We didn’t realize at first what was happening to her. She hid it well, keeping to herself at family gatherings that she once dominated, nodding and smiling and laughing in mostly the right places if someone chatted with her. When we finally realized what was happening, she was already deep in an Alzheimer’s haze.
I didn’t handle the situation well. I was self-absorbed as only a twenty- and thirty-something can be, focused on law school, career woes, demanding relationships and breakups. As much as I adored my grandmother, I visited her less and less. She barely noticed when I was there, I reasoned, and when she did, she didn’t know who I was, no matter how often I reminded her. Sometimes we paced the street outside her house, her arm threaded through mine, her fingers picking at the sleeve of my sweater. Quietly, calmly. Those times were still good, those quiet, mindless walks.
Once she was bedridden, I barely ever visited. There was no one left to engage. She lay there silently, fed through a tube in her stomach. Waiting. Mindless.
But someone was there. Someone must have been. Unbeknownst to me, she was near death the week before my wedding. My father visited her, told her, “Ma, Colette’s finally getting married. Hold on, just a few days, so you’ll know she’s happy.” And she did.
Three days after my wedding, she died, quietly, at home, in her hospital bed. I hadn’t seen her in months.
I imagine all this now and I create in my head the woman I knew and worshipped. I watch her pace, wondering where I am. When I’ll visit.
My father is his mother’s son: he looks like her, acts like her, has her ferocious intelligence and her temper.
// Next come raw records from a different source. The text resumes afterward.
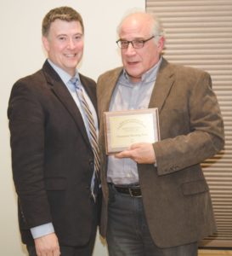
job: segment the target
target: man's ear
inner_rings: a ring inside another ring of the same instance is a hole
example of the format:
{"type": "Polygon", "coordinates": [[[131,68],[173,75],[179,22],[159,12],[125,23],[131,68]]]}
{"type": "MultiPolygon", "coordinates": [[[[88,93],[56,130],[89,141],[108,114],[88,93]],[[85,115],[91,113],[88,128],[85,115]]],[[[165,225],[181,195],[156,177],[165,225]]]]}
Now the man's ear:
{"type": "Polygon", "coordinates": [[[43,44],[44,49],[45,49],[47,51],[49,51],[49,41],[48,41],[48,38],[42,36],[42,44],[43,44]]]}

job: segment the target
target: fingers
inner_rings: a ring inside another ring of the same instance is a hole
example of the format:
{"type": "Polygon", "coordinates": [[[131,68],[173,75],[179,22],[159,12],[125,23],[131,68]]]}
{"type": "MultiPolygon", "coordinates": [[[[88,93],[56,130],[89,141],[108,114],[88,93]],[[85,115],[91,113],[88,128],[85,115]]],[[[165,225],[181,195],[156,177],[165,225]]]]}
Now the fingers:
{"type": "Polygon", "coordinates": [[[54,233],[35,239],[37,256],[59,256],[59,246],[54,233]]]}

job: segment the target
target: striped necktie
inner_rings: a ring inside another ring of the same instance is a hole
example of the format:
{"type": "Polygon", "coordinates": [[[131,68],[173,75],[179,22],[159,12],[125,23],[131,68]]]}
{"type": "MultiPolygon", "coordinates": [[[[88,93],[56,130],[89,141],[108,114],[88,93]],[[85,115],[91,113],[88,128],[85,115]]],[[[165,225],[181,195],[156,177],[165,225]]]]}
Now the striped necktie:
{"type": "Polygon", "coordinates": [[[99,170],[100,170],[100,162],[99,162],[99,148],[98,143],[98,137],[96,132],[96,128],[94,125],[93,117],[91,113],[91,110],[88,107],[88,104],[85,99],[82,87],[79,84],[78,79],[74,77],[71,79],[71,82],[75,85],[77,96],[81,102],[82,108],[87,117],[88,128],[89,128],[89,141],[93,148],[94,155],[94,173],[93,173],[93,181],[91,183],[91,192],[94,201],[99,189],[100,178],[99,178],[99,170]]]}

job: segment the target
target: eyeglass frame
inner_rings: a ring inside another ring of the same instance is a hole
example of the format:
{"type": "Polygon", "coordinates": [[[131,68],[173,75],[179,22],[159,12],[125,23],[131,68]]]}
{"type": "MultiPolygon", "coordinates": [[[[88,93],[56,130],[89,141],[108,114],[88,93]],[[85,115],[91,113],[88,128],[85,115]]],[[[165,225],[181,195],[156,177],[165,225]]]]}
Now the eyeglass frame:
{"type": "Polygon", "coordinates": [[[141,48],[143,48],[144,46],[144,44],[146,43],[146,42],[148,42],[148,41],[150,41],[150,40],[151,40],[152,38],[156,38],[156,36],[151,36],[150,38],[149,38],[148,39],[145,39],[145,40],[140,40],[140,39],[134,39],[134,40],[132,40],[132,41],[128,41],[128,40],[123,40],[123,39],[121,39],[121,38],[119,38],[116,43],[116,44],[118,45],[118,47],[120,48],[120,49],[127,49],[128,47],[129,47],[129,44],[132,44],[132,46],[133,46],[133,48],[134,48],[134,49],[141,49],[141,48]],[[122,46],[122,44],[119,44],[119,43],[120,42],[124,42],[124,43],[126,43],[127,42],[127,47],[121,47],[122,46]],[[134,45],[133,45],[133,44],[134,44],[134,42],[136,42],[136,41],[139,41],[139,43],[143,43],[141,45],[141,47],[134,47],[134,45]]]}

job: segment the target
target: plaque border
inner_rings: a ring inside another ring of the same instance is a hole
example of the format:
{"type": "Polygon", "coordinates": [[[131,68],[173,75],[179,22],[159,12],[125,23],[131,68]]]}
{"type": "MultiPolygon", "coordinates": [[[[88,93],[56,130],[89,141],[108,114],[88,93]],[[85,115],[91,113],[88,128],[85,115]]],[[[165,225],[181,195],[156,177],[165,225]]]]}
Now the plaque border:
{"type": "Polygon", "coordinates": [[[153,129],[154,132],[156,131],[155,137],[161,140],[160,137],[160,125],[159,125],[159,113],[157,108],[136,109],[136,110],[122,110],[122,111],[110,111],[104,112],[104,130],[105,130],[105,151],[106,154],[113,154],[127,149],[127,147],[112,148],[110,145],[110,117],[112,116],[123,116],[123,115],[136,115],[143,113],[152,113],[153,114],[153,129]],[[155,129],[156,127],[156,129],[155,129]]]}

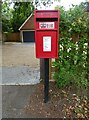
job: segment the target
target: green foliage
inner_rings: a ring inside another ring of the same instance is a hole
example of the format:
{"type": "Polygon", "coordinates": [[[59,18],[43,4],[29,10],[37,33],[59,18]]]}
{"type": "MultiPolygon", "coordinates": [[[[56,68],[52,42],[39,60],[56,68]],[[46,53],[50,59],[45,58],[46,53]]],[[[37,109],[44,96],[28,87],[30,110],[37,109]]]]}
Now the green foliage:
{"type": "Polygon", "coordinates": [[[33,13],[34,6],[32,2],[15,2],[13,18],[11,20],[14,32],[17,32],[23,22],[33,13]]]}
{"type": "Polygon", "coordinates": [[[10,9],[11,2],[4,1],[2,3],[2,31],[3,32],[12,32],[12,25],[11,25],[11,19],[12,19],[12,9],[10,9]]]}
{"type": "MultiPolygon", "coordinates": [[[[69,11],[60,9],[60,39],[59,57],[53,65],[57,72],[54,79],[58,87],[74,85],[87,87],[87,48],[89,36],[87,35],[87,14],[83,11],[84,3],[73,6],[69,11]]],[[[58,9],[58,7],[56,8],[58,9]]]]}

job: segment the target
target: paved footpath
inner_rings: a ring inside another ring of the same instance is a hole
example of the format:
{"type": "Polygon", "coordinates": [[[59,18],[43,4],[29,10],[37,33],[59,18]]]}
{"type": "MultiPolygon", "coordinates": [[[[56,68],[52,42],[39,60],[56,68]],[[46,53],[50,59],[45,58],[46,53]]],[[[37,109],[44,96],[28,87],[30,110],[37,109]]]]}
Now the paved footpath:
{"type": "Polygon", "coordinates": [[[39,68],[30,66],[2,67],[0,70],[1,85],[33,85],[40,82],[39,68]]]}
{"type": "Polygon", "coordinates": [[[36,85],[2,86],[2,118],[37,118],[25,111],[35,88],[36,85]]]}

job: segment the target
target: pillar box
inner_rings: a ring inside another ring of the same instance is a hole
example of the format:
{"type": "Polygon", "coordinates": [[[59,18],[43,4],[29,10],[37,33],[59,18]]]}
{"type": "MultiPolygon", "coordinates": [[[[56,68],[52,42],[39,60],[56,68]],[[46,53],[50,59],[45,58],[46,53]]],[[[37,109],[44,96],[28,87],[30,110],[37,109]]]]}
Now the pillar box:
{"type": "Polygon", "coordinates": [[[58,58],[59,11],[35,10],[36,58],[58,58]]]}

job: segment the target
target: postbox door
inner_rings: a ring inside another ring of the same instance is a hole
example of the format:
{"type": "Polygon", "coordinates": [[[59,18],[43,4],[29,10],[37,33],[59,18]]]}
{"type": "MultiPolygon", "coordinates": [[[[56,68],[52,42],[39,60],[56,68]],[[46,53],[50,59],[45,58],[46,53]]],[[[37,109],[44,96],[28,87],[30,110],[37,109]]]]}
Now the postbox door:
{"type": "Polygon", "coordinates": [[[57,58],[58,43],[57,31],[37,31],[36,57],[57,58]]]}

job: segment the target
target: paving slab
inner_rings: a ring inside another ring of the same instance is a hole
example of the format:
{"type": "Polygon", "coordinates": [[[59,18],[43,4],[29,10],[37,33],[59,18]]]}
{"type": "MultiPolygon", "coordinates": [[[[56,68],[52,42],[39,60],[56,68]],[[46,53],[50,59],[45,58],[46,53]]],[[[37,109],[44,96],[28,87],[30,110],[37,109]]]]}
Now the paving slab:
{"type": "Polygon", "coordinates": [[[25,112],[36,85],[2,86],[2,118],[36,118],[25,112]]]}
{"type": "Polygon", "coordinates": [[[39,68],[30,66],[12,66],[0,68],[1,85],[33,85],[40,82],[39,68]]]}

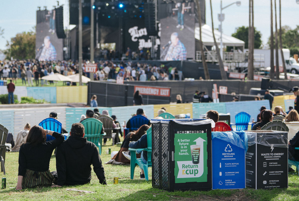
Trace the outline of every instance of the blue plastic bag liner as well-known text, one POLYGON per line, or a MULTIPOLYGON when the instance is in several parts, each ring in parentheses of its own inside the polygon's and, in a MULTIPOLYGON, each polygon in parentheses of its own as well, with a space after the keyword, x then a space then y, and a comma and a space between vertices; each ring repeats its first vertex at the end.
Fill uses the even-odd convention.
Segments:
POLYGON ((246 133, 250 140, 248 140, 249 146, 257 143, 268 147, 288 147, 287 132, 262 130, 255 130, 254 132, 246 131, 246 133), (259 133, 261 134, 259 134, 259 133))
POLYGON ((215 122, 212 119, 151 119, 151 124, 161 122, 161 124, 169 124, 170 121, 173 121, 179 124, 185 125, 201 125, 210 124, 212 128, 215 127, 215 122))
POLYGON ((215 138, 230 142, 247 151, 248 148, 247 145, 248 139, 246 133, 244 131, 213 131, 212 132, 212 140, 215 138))

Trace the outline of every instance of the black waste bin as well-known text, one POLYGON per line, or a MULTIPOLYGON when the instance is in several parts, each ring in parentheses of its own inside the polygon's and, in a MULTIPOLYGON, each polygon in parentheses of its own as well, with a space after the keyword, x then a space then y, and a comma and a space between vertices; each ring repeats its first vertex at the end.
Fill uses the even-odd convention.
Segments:
POLYGON ((152 120, 152 185, 212 189, 211 120, 152 120))
POLYGON ((246 186, 255 188, 287 188, 288 132, 246 131, 246 186))

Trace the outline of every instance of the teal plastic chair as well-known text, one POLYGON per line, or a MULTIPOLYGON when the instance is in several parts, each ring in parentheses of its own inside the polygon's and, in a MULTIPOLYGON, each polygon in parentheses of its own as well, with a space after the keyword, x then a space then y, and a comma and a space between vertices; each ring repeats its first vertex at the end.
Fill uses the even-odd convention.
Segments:
MULTIPOLYGON (((50 130, 52 131, 61 133, 61 123, 56 119, 47 118, 40 122, 38 125, 44 129, 50 130)), ((55 139, 55 138, 49 135, 47 135, 47 141, 55 139)))
POLYGON ((246 130, 248 129, 248 123, 250 121, 250 115, 249 114, 241 112, 236 115, 235 118, 236 124, 231 124, 236 125, 236 130, 246 130))
POLYGON ((148 167, 152 167, 152 127, 147 131, 147 148, 141 149, 132 149, 129 148, 131 152, 131 178, 132 179, 134 177, 135 168, 138 165, 140 168, 144 171, 145 180, 148 181, 148 167), (146 151, 147 152, 147 162, 144 163, 141 158, 136 158, 136 151, 146 151))
POLYGON ((280 120, 274 120, 261 128, 261 130, 273 130, 288 132, 289 128, 286 124, 282 121, 280 120))
POLYGON ((99 148, 99 153, 102 153, 102 144, 103 136, 106 133, 101 134, 103 123, 98 119, 89 118, 82 121, 81 123, 84 126, 85 135, 84 137, 87 141, 94 143, 99 148))
POLYGON ((163 112, 160 114, 159 116, 163 117, 163 119, 175 119, 174 116, 170 113, 168 112, 163 112))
He is likely to follow her path, as am I. I dread that outcome for us both. Yet, at least with my father, I now see that I don’t have to dread spending time with him once he doesn’t know me anymore. I don’t have to frustrate myself by attempting again and again to remind him of who I am, what we shared. What memories we made together. I can draw on my subconscious, on my ability to imagine other realities. I can take my father’s lead, listen to what he wants to talk about. Let him have his new versions of the truth. Step into his word and say, Yes, Dad, yes, that’s how it was.